Luxembourg, like many other parts of Europe, was recently hit by a heatwave of a scale not usually seen in the region. Against that backdrop, a current affairs session was held in the Chamber on Wednesday on how the country can better prepare for future heatwaves. The debate itself turned rather heated.
Much of that was down to Fred Keup's remarks. While representatives of the other parties agreed that heatwaves could pose a serious problem in future, the Alternative Democratic Reform Party (ADR) parliamentary group chairman said he found it odd that people were getting so worked up simply because summers were warmer, when in earlier times people would have welcomed the news.
People, he added, do not need the state to tell them how to behave when the weather turns warmer. At the same time, he himself argued that some places were now warmer than they used to be, and that there was a very specific reason for that.

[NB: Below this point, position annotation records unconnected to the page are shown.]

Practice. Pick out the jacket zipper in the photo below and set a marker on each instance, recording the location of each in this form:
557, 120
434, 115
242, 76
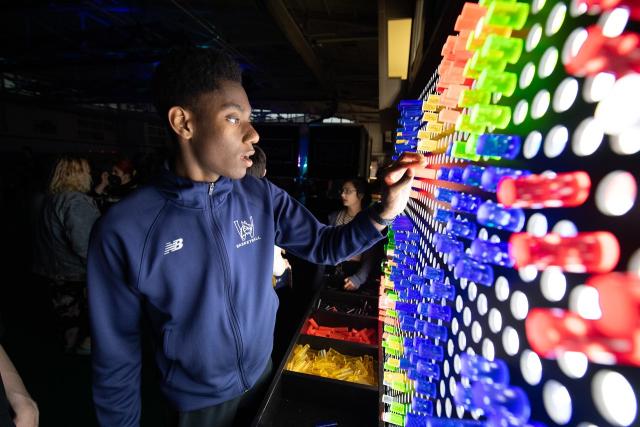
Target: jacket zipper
234, 319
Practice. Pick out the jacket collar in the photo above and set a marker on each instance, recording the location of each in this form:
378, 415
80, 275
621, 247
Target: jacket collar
194, 194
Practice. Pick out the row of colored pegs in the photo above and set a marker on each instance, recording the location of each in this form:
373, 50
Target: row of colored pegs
612, 337
344, 333
486, 387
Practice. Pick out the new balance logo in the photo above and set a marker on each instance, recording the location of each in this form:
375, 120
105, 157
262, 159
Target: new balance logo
244, 228
176, 245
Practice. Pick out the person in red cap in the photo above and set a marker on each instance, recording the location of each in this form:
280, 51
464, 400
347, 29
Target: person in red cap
116, 185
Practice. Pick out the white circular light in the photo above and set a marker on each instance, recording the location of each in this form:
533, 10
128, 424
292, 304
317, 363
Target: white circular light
557, 402
462, 341
585, 301
614, 21
548, 62
510, 341
614, 398
531, 367
565, 95
573, 363
587, 137
520, 111
555, 19
565, 228
466, 316
616, 193
502, 288
527, 75
626, 142
553, 284
483, 305
528, 273
495, 320
533, 38
618, 110
573, 44
476, 331
532, 144
634, 263
473, 291
537, 225
537, 6
540, 104
519, 305
577, 8
556, 141
597, 87
488, 351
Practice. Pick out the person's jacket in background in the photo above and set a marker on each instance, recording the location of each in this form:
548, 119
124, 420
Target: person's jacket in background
196, 259
62, 236
367, 260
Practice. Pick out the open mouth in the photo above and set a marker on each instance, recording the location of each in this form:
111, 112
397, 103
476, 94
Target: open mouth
247, 159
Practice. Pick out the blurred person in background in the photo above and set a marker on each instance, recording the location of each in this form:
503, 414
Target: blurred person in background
116, 185
61, 245
355, 272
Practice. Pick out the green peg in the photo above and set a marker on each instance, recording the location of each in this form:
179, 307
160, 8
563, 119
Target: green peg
460, 151
495, 81
471, 97
507, 14
399, 408
499, 47
484, 115
465, 124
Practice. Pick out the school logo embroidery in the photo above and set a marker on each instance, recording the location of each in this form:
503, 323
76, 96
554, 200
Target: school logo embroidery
176, 245
246, 231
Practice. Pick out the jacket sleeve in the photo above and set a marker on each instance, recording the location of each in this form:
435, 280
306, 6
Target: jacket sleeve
298, 231
79, 216
115, 311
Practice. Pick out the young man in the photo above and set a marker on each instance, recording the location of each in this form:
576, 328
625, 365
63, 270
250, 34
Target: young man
193, 254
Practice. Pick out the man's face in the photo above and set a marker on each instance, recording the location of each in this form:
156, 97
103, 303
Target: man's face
223, 136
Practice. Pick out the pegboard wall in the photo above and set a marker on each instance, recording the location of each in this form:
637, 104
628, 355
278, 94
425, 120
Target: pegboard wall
511, 290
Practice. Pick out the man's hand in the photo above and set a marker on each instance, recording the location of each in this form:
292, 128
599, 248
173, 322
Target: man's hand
398, 177
26, 410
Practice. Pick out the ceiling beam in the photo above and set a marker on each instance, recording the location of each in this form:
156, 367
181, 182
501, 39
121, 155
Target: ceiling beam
285, 21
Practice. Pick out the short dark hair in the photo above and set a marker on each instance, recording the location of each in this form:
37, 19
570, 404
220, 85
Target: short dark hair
259, 166
361, 188
186, 73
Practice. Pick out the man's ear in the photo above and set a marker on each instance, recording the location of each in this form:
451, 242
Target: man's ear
181, 121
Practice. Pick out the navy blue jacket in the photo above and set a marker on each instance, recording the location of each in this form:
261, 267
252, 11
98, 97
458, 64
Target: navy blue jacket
196, 259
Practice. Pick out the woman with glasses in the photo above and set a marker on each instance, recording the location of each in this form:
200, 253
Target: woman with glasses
354, 197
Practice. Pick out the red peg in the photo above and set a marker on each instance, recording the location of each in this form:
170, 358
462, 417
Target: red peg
596, 252
551, 332
618, 55
619, 297
546, 190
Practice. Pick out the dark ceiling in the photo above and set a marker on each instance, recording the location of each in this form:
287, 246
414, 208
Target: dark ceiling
314, 56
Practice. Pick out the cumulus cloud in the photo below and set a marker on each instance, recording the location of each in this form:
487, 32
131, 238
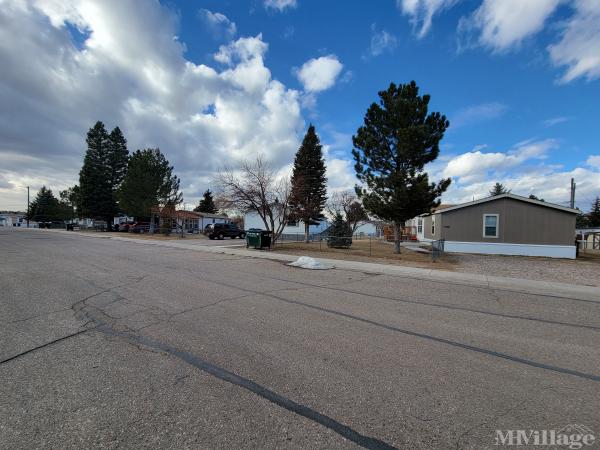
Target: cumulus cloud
502, 25
218, 24
280, 5
522, 169
555, 121
477, 113
381, 41
476, 165
319, 74
594, 161
421, 12
579, 46
130, 71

Keup pointed to figures and stated: "If you look at 1990, the country had 5% built-up land, whereas 35 years on that figure stood at 12%. That's why one of the main drivers is population growth. And for those who still wanted more population growth...", he added, without finishing the thought.
The exchange left the impression that it was a question hour aimed at Keup rather than a current affairs debate. Djuna Bernard of déi Gréng (the Greens), who had requested the session, first made clear that, contrary to what Keup had earlier suggested, she did see air conditioning as part of the solution. More broadly, she said, she had no time for the tone the ADR politician had adopted.
She said she was somewhat scared. Keup, she argued, was ridiculing a debate she had called for that was really about the most vulnerable people in society, people who had suffered enormously in recent weeks, who had had to spend their days inside state-run buildings and for whom, on every front, things had certainly not been rosy.
Earlier in her speech, Bernard had also called for every public facility to draw up a heat protection plan, drafted in language that people can readily understand.
Marc Baum of déi Lénk (the Left Party) pointed to one group that had suffered particularly badly under the high temperatures. Manual workers, he said, are people who very often have to work outdoors under such conditions, laying asphalt or building houses in places with no shade, and who barely have any way of retreating from the heat.
Marc Goergen of the Pirates regretted that past opportunities to prepare more thoroughly had been missed. In 2020, he said, he had put forward a motion in the Chamber to turn the winter homelessness campaign into a summer one, but the majority at the time had rejected it, which is why the country is still debating today where vulnerable people can go when it becomes so hot.
The same, he added, applies at municipal level. The local cultural centre, he pointed out, is always empty, so why not simply open it up when the heat becomes so extreme?
The heatwave has shown that the climate reality is shifting faster than the country's infrastructure, said Ricardo Marques of the Christian Social People’s Party (CSV). Even if many people did not like hearing it, he added, it was time to get used to the idea that this past summer might well end up being cooler than the ones ahead.
Mandy Minella of the Democratic Party (DP) focused on the elderly. Older people, she said, are especially vulnerable, so it would have been useful for the Ministry of Family Affairs to react more swiftly, for instance by putting an offer in place for people who live alone and have no one in their immediate circle to check up on them.
Luxembourg Socialist Workers' Party (LSAP) parliamentary group president Taina Bofferding questioned whether the government had really treated the heatwave with the seriousness it deserved. A national crisis unit had not been convened, she noted, with coordination instead taking place at the level of the civil service.
Health Minister Martine Deprez pointed out that the country's supplies had not been in danger at any point during the heatwave. It had been a stress test, she said, but not a catastrophe.